Does the government know the importance and implications of capitalizing on those in the Diaspora to clinch its victory? Does a normal or a legitimate Sudanese voter comprehend the impact of his vote? No, probably not. Because only if the government knew the profound impact the 3 million legit voters out of an estimated 5 million Sudanese émigrés that would have on the outcome of referendum, then only will they orchestrate a technique that would involve the Diasporic in the political process that affects their daily lives, be it ephemeral or in the long run, failure to do so is likely to result into a loss of the cause by miscalculation or ignorance -a colossal mistake and a hefty price to pay at this Rubicon. More aggravating is the fact that not much voters understand the corollary of the choices they make in relation to their lives: and even more worse is the fact that no initiative is in place to enlighten voters on how their vision can be realized by voting wisely in the electoral process.

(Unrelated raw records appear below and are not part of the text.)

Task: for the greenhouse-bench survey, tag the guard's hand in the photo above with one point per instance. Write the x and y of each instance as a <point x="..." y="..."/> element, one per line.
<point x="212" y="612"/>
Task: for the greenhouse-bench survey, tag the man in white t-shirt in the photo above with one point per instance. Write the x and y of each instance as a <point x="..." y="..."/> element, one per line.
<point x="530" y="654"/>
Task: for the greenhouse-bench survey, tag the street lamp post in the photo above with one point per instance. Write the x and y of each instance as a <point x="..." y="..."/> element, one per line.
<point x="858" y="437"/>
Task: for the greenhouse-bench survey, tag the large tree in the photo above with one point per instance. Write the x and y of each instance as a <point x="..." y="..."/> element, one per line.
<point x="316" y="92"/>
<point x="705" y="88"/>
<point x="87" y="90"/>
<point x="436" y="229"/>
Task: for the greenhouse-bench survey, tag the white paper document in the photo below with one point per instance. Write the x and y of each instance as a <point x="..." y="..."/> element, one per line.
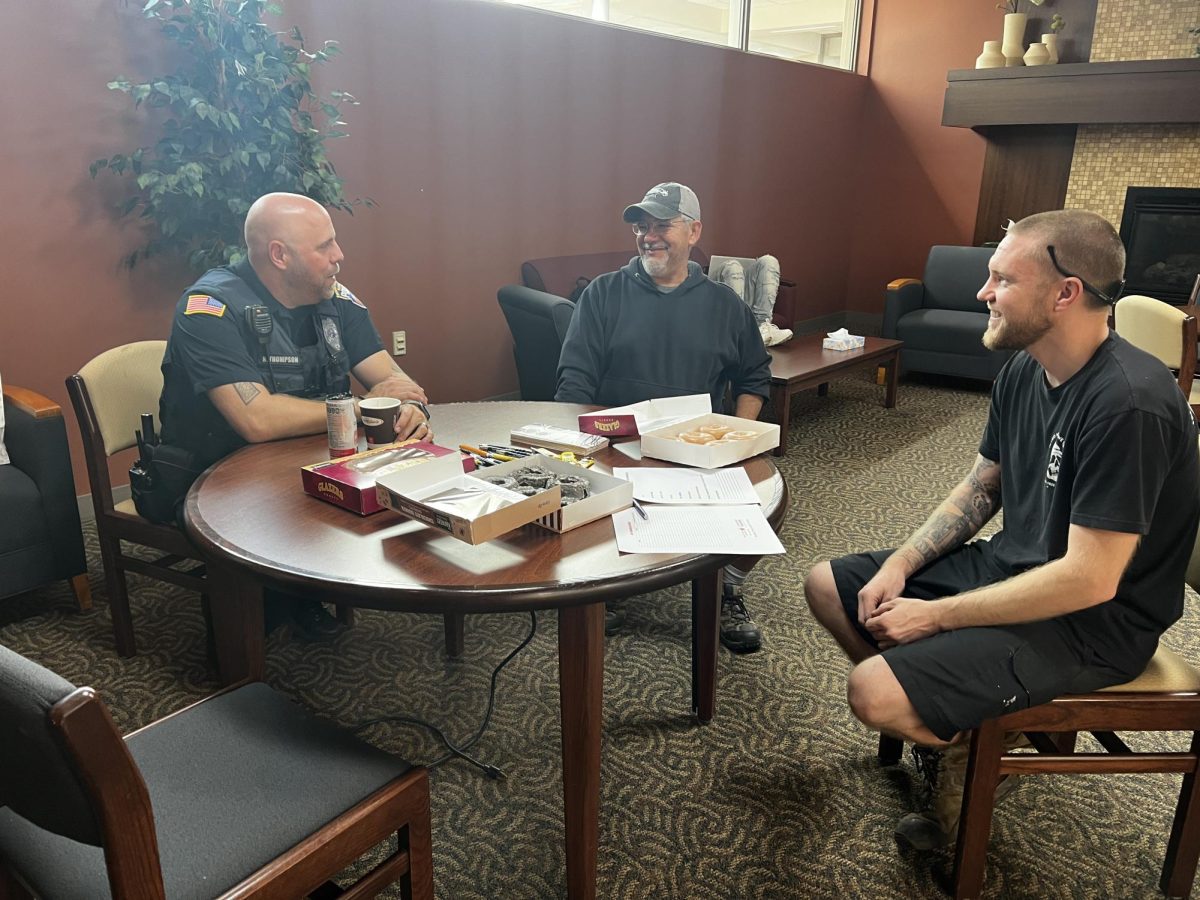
<point x="696" y="529"/>
<point x="690" y="486"/>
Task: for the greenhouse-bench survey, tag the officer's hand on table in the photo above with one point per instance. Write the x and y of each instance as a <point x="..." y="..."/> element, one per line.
<point x="411" y="424"/>
<point x="400" y="388"/>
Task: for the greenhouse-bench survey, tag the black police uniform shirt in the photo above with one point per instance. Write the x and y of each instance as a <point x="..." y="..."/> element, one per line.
<point x="210" y="347"/>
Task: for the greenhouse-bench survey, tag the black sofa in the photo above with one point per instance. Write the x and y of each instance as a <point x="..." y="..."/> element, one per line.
<point x="40" y="535"/>
<point x="940" y="319"/>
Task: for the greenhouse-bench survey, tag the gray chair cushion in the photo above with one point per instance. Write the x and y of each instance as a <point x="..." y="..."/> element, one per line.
<point x="37" y="779"/>
<point x="234" y="783"/>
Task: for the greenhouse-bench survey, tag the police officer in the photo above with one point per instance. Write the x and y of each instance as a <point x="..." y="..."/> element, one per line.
<point x="255" y="348"/>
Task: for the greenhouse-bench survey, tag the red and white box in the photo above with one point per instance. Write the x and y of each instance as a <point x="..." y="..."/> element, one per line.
<point x="349" y="481"/>
<point x="640" y="418"/>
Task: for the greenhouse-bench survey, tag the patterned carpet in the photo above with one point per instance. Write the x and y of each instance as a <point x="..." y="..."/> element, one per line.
<point x="779" y="797"/>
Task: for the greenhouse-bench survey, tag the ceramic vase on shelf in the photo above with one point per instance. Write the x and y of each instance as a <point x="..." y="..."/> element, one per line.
<point x="991" y="57"/>
<point x="1014" y="39"/>
<point x="1051" y="42"/>
<point x="1037" y="55"/>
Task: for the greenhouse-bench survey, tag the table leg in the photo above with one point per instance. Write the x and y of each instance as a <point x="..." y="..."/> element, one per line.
<point x="706" y="617"/>
<point x="781" y="401"/>
<point x="889" y="396"/>
<point x="581" y="699"/>
<point x="455" y="637"/>
<point x="237" y="606"/>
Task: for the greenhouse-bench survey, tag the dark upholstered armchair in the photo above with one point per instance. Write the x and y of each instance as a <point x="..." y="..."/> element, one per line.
<point x="939" y="317"/>
<point x="538" y="322"/>
<point x="40" y="535"/>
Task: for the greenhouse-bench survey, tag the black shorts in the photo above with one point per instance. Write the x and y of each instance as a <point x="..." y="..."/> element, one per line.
<point x="957" y="679"/>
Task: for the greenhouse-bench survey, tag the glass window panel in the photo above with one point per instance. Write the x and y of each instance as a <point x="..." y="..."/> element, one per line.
<point x="803" y="30"/>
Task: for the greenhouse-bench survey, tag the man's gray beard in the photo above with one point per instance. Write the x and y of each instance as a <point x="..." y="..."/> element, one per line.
<point x="654" y="268"/>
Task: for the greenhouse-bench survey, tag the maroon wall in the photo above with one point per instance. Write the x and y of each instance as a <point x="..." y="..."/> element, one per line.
<point x="491" y="135"/>
<point x="918" y="183"/>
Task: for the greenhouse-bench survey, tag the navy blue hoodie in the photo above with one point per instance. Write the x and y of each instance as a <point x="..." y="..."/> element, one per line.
<point x="630" y="342"/>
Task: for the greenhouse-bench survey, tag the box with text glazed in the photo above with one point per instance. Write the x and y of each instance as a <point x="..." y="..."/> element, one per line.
<point x="348" y="481"/>
<point x="469" y="507"/>
<point x="647" y="415"/>
<point x="712" y="441"/>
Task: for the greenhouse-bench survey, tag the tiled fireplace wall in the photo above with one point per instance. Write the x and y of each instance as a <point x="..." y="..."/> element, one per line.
<point x="1110" y="157"/>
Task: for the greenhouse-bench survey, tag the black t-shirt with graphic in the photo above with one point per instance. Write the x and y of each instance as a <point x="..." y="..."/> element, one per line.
<point x="1114" y="448"/>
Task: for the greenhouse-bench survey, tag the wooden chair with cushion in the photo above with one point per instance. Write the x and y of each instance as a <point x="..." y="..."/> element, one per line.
<point x="109" y="394"/>
<point x="1165" y="331"/>
<point x="1163" y="699"/>
<point x="244" y="795"/>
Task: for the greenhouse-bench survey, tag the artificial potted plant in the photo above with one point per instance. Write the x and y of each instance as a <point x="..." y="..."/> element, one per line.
<point x="240" y="120"/>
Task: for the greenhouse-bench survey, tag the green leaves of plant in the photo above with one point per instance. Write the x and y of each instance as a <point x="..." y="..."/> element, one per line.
<point x="239" y="124"/>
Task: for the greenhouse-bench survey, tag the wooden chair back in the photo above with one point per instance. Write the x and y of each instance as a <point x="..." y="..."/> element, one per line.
<point x="70" y="772"/>
<point x="109" y="394"/>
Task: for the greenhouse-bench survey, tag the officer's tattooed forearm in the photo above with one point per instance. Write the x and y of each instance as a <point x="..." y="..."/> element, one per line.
<point x="972" y="504"/>
<point x="247" y="391"/>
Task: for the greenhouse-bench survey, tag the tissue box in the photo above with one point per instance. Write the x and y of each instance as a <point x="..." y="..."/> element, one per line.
<point x="664" y="443"/>
<point x="844" y="342"/>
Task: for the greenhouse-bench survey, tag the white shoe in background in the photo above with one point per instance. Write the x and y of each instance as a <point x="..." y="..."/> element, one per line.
<point x="774" y="335"/>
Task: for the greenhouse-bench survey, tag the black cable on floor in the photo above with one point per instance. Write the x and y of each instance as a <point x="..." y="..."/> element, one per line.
<point x="460" y="750"/>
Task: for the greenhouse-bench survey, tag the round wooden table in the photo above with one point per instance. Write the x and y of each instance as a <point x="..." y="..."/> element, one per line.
<point x="253" y="523"/>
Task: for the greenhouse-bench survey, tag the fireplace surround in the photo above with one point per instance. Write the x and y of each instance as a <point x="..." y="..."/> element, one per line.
<point x="1161" y="232"/>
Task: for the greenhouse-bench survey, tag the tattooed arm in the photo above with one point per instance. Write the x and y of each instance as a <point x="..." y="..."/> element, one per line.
<point x="958" y="519"/>
<point x="1086" y="576"/>
<point x="257" y="414"/>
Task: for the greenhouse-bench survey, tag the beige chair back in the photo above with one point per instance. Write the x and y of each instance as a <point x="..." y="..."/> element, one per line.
<point x="1151" y="325"/>
<point x="124" y="383"/>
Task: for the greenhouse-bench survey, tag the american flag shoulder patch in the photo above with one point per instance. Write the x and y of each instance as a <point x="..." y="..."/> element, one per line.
<point x="343" y="292"/>
<point x="203" y="304"/>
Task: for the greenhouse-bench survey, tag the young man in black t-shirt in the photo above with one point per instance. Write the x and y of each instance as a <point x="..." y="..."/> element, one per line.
<point x="1091" y="451"/>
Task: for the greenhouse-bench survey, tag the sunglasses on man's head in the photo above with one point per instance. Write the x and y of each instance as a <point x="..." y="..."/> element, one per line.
<point x="1089" y="288"/>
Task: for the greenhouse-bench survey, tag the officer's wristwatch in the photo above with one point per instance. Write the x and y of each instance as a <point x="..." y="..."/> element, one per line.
<point x="419" y="405"/>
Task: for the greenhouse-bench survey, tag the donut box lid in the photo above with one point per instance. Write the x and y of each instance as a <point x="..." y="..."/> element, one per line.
<point x="640" y="418"/>
<point x="664" y="443"/>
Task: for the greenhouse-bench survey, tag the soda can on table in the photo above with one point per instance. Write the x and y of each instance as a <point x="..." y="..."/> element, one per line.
<point x="342" y="425"/>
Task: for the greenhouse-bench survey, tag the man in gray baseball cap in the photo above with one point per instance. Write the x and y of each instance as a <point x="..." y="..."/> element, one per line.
<point x="659" y="328"/>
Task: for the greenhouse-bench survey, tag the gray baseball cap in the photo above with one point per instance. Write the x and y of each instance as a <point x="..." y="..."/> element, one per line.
<point x="666" y="201"/>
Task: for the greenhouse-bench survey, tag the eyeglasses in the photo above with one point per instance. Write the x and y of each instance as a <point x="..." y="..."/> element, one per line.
<point x="658" y="226"/>
<point x="1089" y="288"/>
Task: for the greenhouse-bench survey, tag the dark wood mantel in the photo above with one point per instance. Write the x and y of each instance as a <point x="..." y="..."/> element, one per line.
<point x="1030" y="117"/>
<point x="1074" y="94"/>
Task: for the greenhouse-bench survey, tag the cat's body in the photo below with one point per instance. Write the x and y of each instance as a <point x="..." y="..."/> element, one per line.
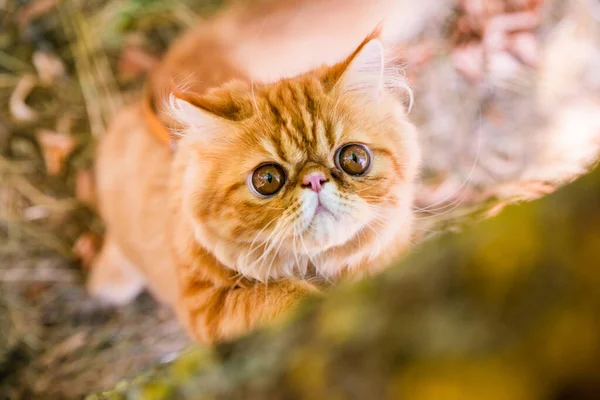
<point x="189" y="223"/>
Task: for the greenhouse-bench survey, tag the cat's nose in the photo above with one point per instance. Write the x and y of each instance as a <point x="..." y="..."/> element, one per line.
<point x="314" y="181"/>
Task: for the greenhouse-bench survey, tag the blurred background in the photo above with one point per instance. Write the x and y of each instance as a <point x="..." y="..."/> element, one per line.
<point x="507" y="102"/>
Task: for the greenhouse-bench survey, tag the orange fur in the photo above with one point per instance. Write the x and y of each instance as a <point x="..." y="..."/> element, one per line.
<point x="226" y="259"/>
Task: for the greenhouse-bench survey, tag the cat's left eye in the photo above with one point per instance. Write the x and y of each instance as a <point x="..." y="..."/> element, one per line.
<point x="267" y="180"/>
<point x="354" y="159"/>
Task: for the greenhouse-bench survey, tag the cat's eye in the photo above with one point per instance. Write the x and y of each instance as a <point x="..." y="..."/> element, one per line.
<point x="354" y="159"/>
<point x="267" y="180"/>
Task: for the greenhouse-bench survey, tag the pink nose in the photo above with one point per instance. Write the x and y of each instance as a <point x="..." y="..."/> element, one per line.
<point x="314" y="181"/>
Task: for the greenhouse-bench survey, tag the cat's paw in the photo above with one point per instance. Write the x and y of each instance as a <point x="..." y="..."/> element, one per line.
<point x="285" y="294"/>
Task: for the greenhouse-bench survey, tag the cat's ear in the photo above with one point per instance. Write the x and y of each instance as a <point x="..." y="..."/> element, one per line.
<point x="363" y="71"/>
<point x="204" y="115"/>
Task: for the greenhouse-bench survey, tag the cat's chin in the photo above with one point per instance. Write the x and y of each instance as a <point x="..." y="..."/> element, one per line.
<point x="327" y="230"/>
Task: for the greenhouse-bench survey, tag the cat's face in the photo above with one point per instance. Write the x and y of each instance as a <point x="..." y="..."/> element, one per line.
<point x="300" y="170"/>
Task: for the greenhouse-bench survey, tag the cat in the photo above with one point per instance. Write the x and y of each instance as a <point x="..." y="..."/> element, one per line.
<point x="271" y="192"/>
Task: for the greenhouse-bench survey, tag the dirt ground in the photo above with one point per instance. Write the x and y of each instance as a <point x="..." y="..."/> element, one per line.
<point x="507" y="102"/>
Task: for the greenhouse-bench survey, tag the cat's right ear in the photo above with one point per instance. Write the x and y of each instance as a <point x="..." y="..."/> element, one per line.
<point x="204" y="115"/>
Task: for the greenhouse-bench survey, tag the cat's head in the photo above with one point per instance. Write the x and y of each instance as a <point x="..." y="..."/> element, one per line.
<point x="317" y="168"/>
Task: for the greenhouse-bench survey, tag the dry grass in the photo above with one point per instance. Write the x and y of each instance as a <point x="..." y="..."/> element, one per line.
<point x="489" y="141"/>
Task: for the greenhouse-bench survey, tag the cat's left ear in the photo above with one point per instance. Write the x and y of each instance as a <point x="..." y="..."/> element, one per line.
<point x="363" y="71"/>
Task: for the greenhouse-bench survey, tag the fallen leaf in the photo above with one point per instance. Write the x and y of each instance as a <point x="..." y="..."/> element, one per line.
<point x="85" y="189"/>
<point x="86" y="248"/>
<point x="49" y="67"/>
<point x="19" y="109"/>
<point x="469" y="60"/>
<point x="56" y="148"/>
<point x="525" y="47"/>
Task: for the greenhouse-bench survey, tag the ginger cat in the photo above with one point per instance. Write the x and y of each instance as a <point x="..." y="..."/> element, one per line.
<point x="273" y="190"/>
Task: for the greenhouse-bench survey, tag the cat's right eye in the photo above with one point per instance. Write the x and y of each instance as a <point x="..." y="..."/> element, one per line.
<point x="267" y="180"/>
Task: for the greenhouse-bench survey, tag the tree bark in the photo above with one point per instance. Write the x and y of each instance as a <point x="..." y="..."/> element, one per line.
<point x="509" y="309"/>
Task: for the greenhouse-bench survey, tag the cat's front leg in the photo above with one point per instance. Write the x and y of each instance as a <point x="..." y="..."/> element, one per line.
<point x="214" y="313"/>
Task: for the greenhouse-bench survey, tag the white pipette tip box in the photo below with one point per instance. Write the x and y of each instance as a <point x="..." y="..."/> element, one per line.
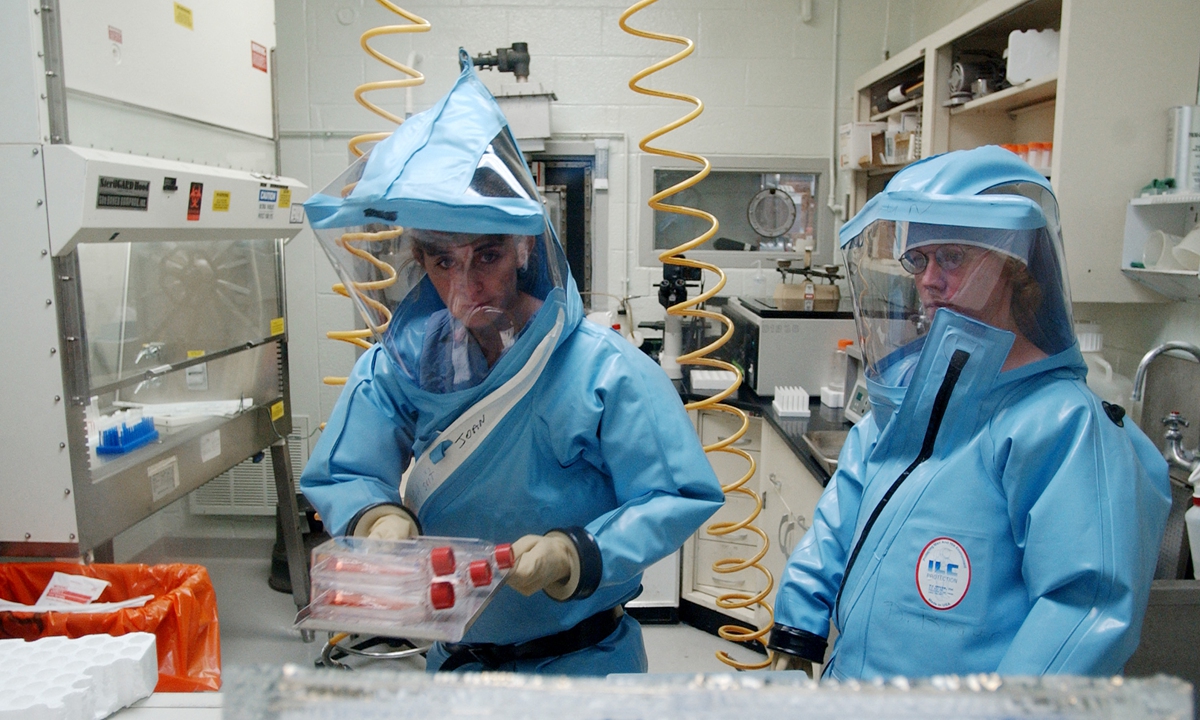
<point x="791" y="401"/>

Neglecting this simple yet indispensable initiative will put the southerners in an awkward locus, a position which is difficult if not impossible to exit because for one, the result of a fair election can not be rescinded. Two, if the result of the referendum is contrary to their aspiration, then the only option the southerners will be left with is the long, tedious and tumultuous one of trying to get another referendum bill passed in parliament, a bill which will be impossible to pass due to a northern dominated parliament, and secondly, due to the scorn resistance it will meet from unionist filibusters.

So, if the movement wants to move the south and the state forward they need to get everyone on the same side with a common vision and a clear plan and strategy for the future.